Reaprendendo a lidar com dinheiro: como Rodrigo Gaspar começou a investir na Warren

O objetivo da Warren é auxiliar as pessoas a tomarem boas decisões financeiras.

Dentre vários produtos que oferecemos, o time da Warren Educação acredita que uma maneira eficiente de fazer isso é compartilhando histórias. Histórias reais sobre pessoas reais, a maneira como elas lidam com as finanças e como isso impacta as suas vidas.

Por isso, neste artigo, trazemos a trajetória de Rodrigo Gaspar. Pai, empreendedor social e investidor, aos 35 anos ele está ressignificando a sua relação com o dinheiro, um processo que envolveu erros, mudanças de carreira e uma busca pela própria identidade.

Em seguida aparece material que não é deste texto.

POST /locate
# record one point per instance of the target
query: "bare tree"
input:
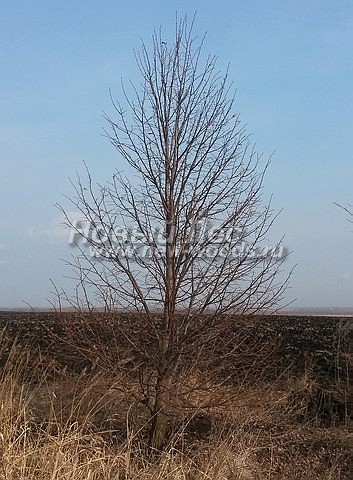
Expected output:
(180, 237)
(348, 209)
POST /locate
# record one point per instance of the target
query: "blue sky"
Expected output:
(291, 63)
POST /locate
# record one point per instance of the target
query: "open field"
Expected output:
(71, 403)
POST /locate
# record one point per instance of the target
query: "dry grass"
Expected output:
(59, 425)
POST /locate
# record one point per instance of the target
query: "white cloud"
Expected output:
(57, 229)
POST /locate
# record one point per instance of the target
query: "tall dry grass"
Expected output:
(57, 425)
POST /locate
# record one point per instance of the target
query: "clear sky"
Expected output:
(292, 65)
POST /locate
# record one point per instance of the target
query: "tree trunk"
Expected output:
(158, 431)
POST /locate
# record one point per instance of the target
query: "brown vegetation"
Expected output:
(64, 415)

Ainda iniciante no mundo dos investimentos, um dos aprendizados que teve nos últimos anos foi a importância de investir para construir a sua aposentadoria. E foi na Warren que, nas suas próprias palavras, conseguiu ver uma luz para que isso acontecesse.

Empreender x lidar com dinheiro

A vida profissional de Rodrigo começou cedo. De professor particular a office boy, passou também por uma multinacional e chegou, inclusive, a iniciar uma carreira como policial militar.

Rodrigo é empreendedor e começou a investir na Warren em 2020.

Filho de professores concursados, o serviço público sempre esteve posto como uma opção, mas algo nele dizia que não era bem esse o caminho que deveria seguir. O caminho, ele acredita, era o do empreendedorismo. E então, aos 22 anos, Rodrigo montou seu primeiro negócio.

Com a ajuda de um primo e muito estudo, entrou para o ramo da marcenaria e a empresa ia muito bem quando, passados dois anos, Rodrigo foi chamado para um cargo na Polícia Militar.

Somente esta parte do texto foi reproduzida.